Over the past century, Russolo, Varèse, and Cage have prompted various debates on the merits of noise, silence, and their respective representation in the Western canon. Shafer and the members of the WSP succeeded in not only combining aspects of each discussion into a study from which other niche disciplines exist (archeoacoustics, bioacoustics, ecoacoustics, etc.), but have in turn laid the framework for how artists, scientists, and musicians can see, hear, and record the world the around them. Many of the processes used by the WSP are still in practice today and include field recording, sonification, and site-specific methods, all of which have become art forms in their own right and will be covered in greater detail in later podcasts.

This more or less brings us up to date, and I’ll continue to fill in the gaps in later episodes, but I want to briefly talk about the philosophy of place itself. The literature and philosophy that has guided my research has been conducted and theorized throughout the twentieth century. Much of it stems from differing interpretations of how one defines “place” and considers its physical, mental, and emotional impact. For example, Daniel Grimley and Denise Von Glahn examine the concept of space by focusing on the spiritual and emotional aspects of physical spaces. In his book Delius and the Sound of Place, Grimley notes that:

“Place refers not only to a specific geographical site or set of coordinates, but also to matters of identity, presence, and behavior. To “know one’s place” for example, implies hierarchical notions of social class and distinction, and to “call a place home” is to evoke ideas of ownership and belonging.”

Von Glahn echoes this sentiment of place shaping one’s identity and her book The Sounds of Place: Music and the American Cultural Landscape. In her book, she examines the reciprocal nature in which place can inspire art and art in turn can evoke place. She achieves this by focusing on American composers including (but not limited to) Ives, Copland, and Ellington.

The aforementioned composers use their music to evoke a particular surrounding. The naturally occurring birdsongs and weather patterns that inspired the music of Messiaen and Beethoven are unique to their particular time and place but could also occur in some form or fashion anywhere in the world at any given point in time. As Russolo, Varèse, and the WSP push the boundaries of what is sonically acceptable, we can also hear distinct sounds meant to evoke what they heard in Italy, America, and Canada respectively, which corresponds with Grimley’s definition of place.

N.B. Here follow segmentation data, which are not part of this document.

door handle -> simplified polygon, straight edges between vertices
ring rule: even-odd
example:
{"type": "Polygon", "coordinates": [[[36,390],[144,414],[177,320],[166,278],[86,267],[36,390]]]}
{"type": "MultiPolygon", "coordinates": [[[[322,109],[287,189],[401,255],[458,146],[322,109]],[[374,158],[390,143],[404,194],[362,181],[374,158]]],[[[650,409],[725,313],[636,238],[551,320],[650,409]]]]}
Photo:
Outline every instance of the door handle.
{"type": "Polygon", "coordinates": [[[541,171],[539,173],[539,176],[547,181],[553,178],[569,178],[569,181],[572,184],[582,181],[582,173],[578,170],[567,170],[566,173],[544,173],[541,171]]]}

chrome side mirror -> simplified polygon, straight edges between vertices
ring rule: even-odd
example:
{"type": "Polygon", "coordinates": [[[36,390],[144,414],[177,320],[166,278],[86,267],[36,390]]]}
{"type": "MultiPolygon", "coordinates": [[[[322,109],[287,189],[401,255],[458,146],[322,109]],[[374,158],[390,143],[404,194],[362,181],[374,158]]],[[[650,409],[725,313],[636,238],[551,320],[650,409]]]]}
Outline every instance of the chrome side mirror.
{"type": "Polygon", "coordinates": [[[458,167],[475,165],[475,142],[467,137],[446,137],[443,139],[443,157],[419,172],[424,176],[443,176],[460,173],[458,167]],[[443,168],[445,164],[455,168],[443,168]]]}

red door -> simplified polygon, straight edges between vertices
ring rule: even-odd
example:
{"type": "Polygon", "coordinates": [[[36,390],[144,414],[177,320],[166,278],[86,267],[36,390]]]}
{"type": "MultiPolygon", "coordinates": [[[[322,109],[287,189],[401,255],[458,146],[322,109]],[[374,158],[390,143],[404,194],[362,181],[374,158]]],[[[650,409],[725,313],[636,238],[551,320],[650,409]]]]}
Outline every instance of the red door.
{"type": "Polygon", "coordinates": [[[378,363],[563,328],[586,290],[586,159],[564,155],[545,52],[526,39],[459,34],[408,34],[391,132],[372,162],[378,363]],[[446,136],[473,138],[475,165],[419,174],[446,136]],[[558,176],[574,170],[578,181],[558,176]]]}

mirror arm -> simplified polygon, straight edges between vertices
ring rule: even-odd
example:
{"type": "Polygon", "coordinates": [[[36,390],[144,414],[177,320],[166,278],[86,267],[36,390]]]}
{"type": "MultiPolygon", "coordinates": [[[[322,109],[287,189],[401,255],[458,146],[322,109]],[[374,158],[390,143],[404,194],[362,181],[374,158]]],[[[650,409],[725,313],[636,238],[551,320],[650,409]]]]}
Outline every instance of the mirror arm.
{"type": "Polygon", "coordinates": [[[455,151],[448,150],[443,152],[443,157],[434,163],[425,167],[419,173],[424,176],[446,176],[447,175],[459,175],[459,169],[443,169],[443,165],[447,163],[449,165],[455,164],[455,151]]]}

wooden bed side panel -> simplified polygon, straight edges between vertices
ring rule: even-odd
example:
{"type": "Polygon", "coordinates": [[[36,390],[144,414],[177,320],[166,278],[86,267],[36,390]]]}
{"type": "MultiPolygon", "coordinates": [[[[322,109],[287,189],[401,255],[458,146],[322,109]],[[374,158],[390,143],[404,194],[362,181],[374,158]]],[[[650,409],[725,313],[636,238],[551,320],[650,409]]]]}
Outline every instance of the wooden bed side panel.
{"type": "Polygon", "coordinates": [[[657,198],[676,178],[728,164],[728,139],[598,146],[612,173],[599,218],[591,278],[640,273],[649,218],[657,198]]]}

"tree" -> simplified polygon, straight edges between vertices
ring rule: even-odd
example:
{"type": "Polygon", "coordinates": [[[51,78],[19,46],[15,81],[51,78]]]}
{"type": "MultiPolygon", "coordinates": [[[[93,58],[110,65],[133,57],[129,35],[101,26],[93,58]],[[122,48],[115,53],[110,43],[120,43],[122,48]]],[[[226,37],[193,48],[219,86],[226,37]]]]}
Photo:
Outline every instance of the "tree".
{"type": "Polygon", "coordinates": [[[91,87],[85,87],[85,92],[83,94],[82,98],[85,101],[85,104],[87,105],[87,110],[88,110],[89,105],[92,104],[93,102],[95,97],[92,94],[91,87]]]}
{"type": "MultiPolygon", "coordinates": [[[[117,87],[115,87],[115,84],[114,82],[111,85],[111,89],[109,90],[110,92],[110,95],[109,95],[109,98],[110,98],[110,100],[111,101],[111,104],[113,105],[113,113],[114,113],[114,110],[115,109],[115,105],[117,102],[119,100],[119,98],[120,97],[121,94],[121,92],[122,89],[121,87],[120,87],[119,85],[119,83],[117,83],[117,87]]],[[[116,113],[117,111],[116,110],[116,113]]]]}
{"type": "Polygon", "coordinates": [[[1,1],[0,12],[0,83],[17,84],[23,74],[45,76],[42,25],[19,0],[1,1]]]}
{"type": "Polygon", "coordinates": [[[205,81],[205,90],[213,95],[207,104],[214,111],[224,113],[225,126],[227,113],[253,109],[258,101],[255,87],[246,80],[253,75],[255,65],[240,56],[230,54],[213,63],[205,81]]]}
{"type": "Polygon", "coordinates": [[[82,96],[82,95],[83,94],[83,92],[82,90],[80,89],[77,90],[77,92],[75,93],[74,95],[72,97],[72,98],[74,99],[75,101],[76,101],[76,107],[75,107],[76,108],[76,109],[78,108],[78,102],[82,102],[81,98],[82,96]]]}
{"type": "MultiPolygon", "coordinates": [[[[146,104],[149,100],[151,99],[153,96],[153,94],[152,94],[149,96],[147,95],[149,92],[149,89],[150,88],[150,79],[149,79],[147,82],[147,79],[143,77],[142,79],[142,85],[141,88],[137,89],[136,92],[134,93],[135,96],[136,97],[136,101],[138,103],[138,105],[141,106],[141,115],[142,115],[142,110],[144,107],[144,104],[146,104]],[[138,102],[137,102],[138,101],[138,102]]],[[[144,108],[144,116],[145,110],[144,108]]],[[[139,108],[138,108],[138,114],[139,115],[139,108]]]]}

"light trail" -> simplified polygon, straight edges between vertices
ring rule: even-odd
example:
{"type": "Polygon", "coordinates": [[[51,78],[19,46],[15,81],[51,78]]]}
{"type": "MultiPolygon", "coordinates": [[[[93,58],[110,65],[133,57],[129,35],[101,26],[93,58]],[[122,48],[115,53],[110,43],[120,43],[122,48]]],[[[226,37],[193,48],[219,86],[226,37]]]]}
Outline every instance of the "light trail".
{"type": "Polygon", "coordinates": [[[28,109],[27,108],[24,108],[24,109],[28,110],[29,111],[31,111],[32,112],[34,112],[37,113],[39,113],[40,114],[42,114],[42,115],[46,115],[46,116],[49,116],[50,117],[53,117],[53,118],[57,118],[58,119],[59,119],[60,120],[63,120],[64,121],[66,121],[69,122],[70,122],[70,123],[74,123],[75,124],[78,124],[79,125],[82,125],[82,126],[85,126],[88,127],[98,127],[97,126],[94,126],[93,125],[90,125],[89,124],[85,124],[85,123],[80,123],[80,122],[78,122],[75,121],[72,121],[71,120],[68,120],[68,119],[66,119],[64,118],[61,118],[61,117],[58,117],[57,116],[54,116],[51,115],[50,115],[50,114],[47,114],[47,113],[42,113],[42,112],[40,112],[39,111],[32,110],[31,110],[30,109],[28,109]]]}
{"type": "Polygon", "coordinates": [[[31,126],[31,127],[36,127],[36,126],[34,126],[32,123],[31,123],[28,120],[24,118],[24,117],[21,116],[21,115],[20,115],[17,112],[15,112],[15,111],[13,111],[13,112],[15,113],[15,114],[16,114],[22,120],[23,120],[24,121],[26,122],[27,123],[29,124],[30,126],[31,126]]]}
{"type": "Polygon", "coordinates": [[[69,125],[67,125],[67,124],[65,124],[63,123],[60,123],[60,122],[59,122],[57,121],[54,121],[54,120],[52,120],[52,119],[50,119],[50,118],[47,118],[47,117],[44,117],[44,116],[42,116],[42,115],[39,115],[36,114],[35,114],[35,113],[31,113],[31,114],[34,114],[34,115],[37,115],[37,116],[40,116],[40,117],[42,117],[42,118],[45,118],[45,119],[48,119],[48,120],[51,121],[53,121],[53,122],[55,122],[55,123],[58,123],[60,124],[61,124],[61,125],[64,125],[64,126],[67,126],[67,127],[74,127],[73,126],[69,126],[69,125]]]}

Grimley’s definition of place as a sense of belonging or ownership is evident in both Adams and Burtner and their relationship to Alaska. Both have called Alaska home for a number of years and both have since composed a wealth of music inspired by and evoking aspects of Alaska. It is also consistent with the reciprocal relationship outlined by Von Glahn. In the introduction of her book, Von Glahn includes several questions that she uses as a framework for understanding how place affects composers and how why such pieces are noteworthy. These include questions like: What was the purpose of the memorialization of this place?; How did the composer relate to the place?; What compositional techniques did the composer employ to capture the place?; and What vision of the place and hence of the United States do each of these pieces convey? Such questions are applied to the music of Adams and Burtner throughout my thesis, and will continue to be applied to all of the composers that I interview or examine.

My thesis was intended to understand what Adams and Burtner were trying to evoke with their music. In the thesis, I analyze selected works s from each of the composer’s catalog, spanning several decades of their careers. These are pieces that demonstrate how the composer attempts to recreate an element of Alaska’s landscape or, more generally, aspects of nature.